Keywords: Synthetic Control Arm (SCA), Propensity score, Historical controls, External controls
Room: Wilson A
Propensity score (PS) techniques are a popular tool used in observational studies to aid in estimation of treatment effects by minimizing the effects of observed confounding factors. However, PS techniques are rarely used in the field of clinical trials where randomized controlled trials (RCTs) are the gold standard commonly implemented for the confirmatory pivotal trials and any potential confounders are assumed balanced between the treatment groups due to the randomization process. With an increasing amount of clinical trial data available and wide use of electronic data collection systems in clinical trials, there is great appeal for patients and researchers in the possibility of gaining efficiencies in future clinical trials by using historical clinical trials data, especially in diseases with ethical or practical challenges.
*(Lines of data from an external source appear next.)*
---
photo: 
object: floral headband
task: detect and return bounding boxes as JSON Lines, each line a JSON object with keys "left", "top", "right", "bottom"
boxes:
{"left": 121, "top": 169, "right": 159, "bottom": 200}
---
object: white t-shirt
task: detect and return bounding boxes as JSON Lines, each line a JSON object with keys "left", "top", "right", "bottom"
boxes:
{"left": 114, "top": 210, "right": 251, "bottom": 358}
In addition, early availability of investigational product on the market through FDA’s mechanisms of breakthrough therapy designation as well as fast track, accelerated approval and priority review may challenge the confirmatory trial with slow enrollment, early drop-out and on-study treatment cross-over. A Synthetic Control Arm (SCA), a well-matched external control made from patient-level data from previous clinical trials, has been proposed to augment or replace a randomized control in such settings. Various PS-based methods, such as matching or weighting, are proposed in building SCA by appropriately selecting the historical patients to balance or properly weight the composition of the SCA in terms of baseline characteristics with that of the investigational group. SCA may offer a valuable option for reducing recruitment, retention, and compliance concerns without compromising the scientific understanding of the treatment effect in clinical studies. Is propensity score methodologies an efficient tool to build SCA? Is it crucial to examine the impact of unmeasured confounders? Are there statistical methods to assess the impact?